Overall Performance Comparison of Models

The test panel includes 6 models: GPT-5.5, Claude-Opus-4.7, Gemini-3.1-Pro-preview, Gemini-2.5-Pro, Grok-4.3, and Qwen3-VL-235B. A 3-point scoring system was used, and the results are as follows:

Model Score Rate Expert Pass Rate (≥2/3) Hallucination Rate
GPT-5.5 90.0% 92.7% 12.2%
Claude-Opus-4.7 84.6% 88.6% 25.2%
Gemini-3.1-Pro 81.1%* 88.9% 27.8%
Grok-4.3 75.3% 82.1% 38.2%
Gemini-2.5-Pro 75.3% 84.6% 40.7%
Qwen3-VL-235B 67.8% 75.6% 52.0%

*Gemini-3.1-Pro only completed 90/123 items due to API limitations

Hallucination rate is highly negatively correlated with overall score; the stronger the model, the fewer hallucinations.

5

Section 05

Key Insights: Strengths and Weaknesses of Model Capabilities

  1. The "surface-only description" assumption is invalid: GPT-5.5 and Claude-Opus-4.7 are close to domain experts in general chart interpretation and reasoning tasks (score rate 85-90%), with minimal gaps between scores for descriptive and multi-step reasoning questions.
  2. Gaps remain in specialized sub-tasks: In specialized tasks such as seismic facies analysis (e.g., F3 seismic facies identification of stratigraphic units, counting facies types), the best model GPT-5.5 only scored 2.17/3, while other models scored around 1.8-1.9/3; performance in tasks like composite well logging curve interpretation is also poor.
  3. Open-source models need to catch up: Qwen3-VL-235B, as the strongest open-source model, scores about 0.7 points lower than top closed-source models and has a 4x higher hallucination rate.

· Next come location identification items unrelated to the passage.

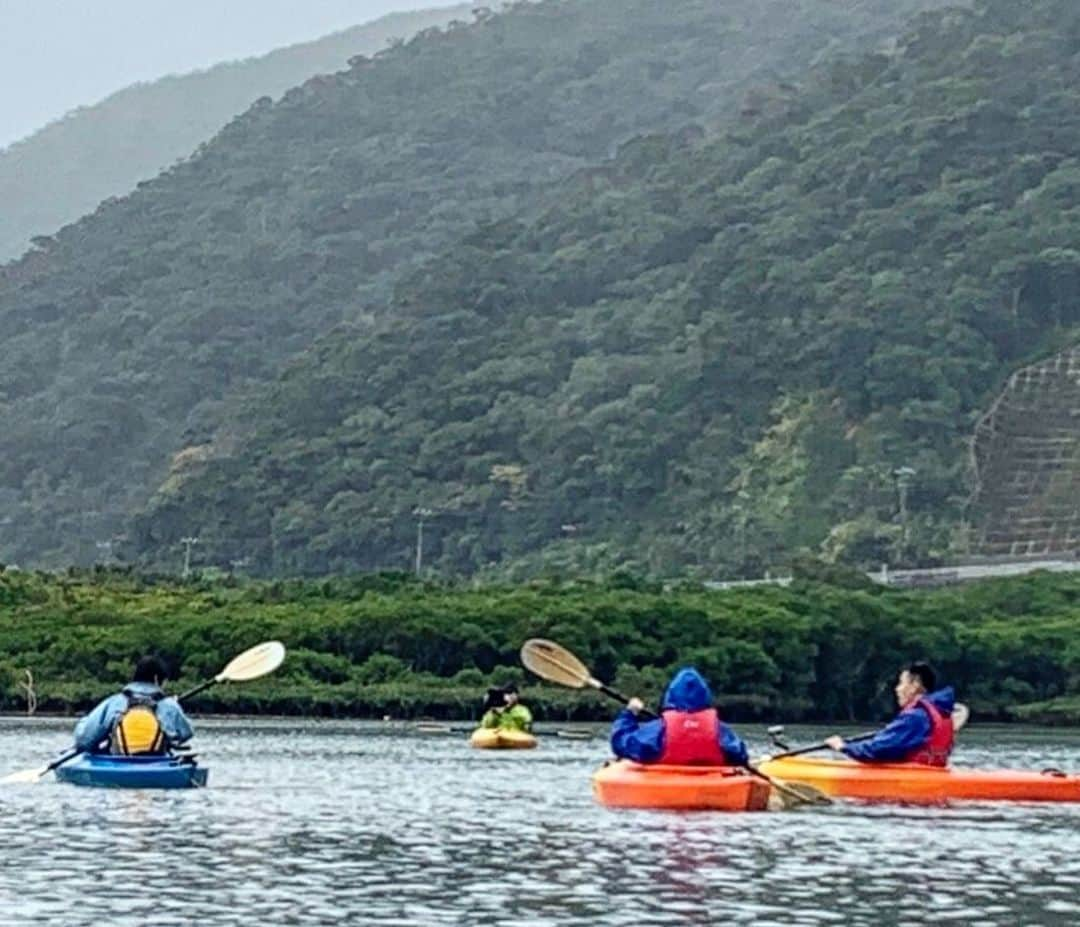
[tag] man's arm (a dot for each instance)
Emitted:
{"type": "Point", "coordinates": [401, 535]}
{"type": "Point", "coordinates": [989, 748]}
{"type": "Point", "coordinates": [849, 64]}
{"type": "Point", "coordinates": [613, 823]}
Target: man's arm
{"type": "Point", "coordinates": [97, 725]}
{"type": "Point", "coordinates": [174, 722]}
{"type": "Point", "coordinates": [894, 741]}
{"type": "Point", "coordinates": [631, 740]}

There is significant room for domain adaptation, but the fundamental gap is obvious.
6

Section 06

Practical Significance and Application Recommendations

References for AI application developers in petroleum engineering:

  • General chart interpretation: GPT-5.5 and Claude-Opus-4.7 can be used in scenarios such as auxiliary document analysis and training material generation;
  • Specialized analysis tasks: Seismic facies identification, complex well logging interpretation, etc., require manual review or domain fine-tuning;
  • Hallucination control: In critical decision-making scenarios, prioritize models with low hallucination rates (e.g., GPT-5.5) or design human-machine collaboration processes;
  • Open-source path: Using Qwen3-VL as a base model for domain adaptation is feasible, but more resource investment is needed.
7

Section 07

Test Limitations and Summary

Limitations: Document-level/long-context comprehensive tasks were not included; reference answers were generated based on paper titles and general knowledge, not re-derived by independent experts; Gemini-3.1-Pro did not complete all tests; chart sources have varying license terms.

Summary: Cutting-edge multimodal large models far exceed the "surface description" level in petroleum engineering chart interpretation capabilities, but specialized sub-tasks still need improvement. This test provides valuable benchmark references and model selection basis for AI-assisted petroleum engineering applications.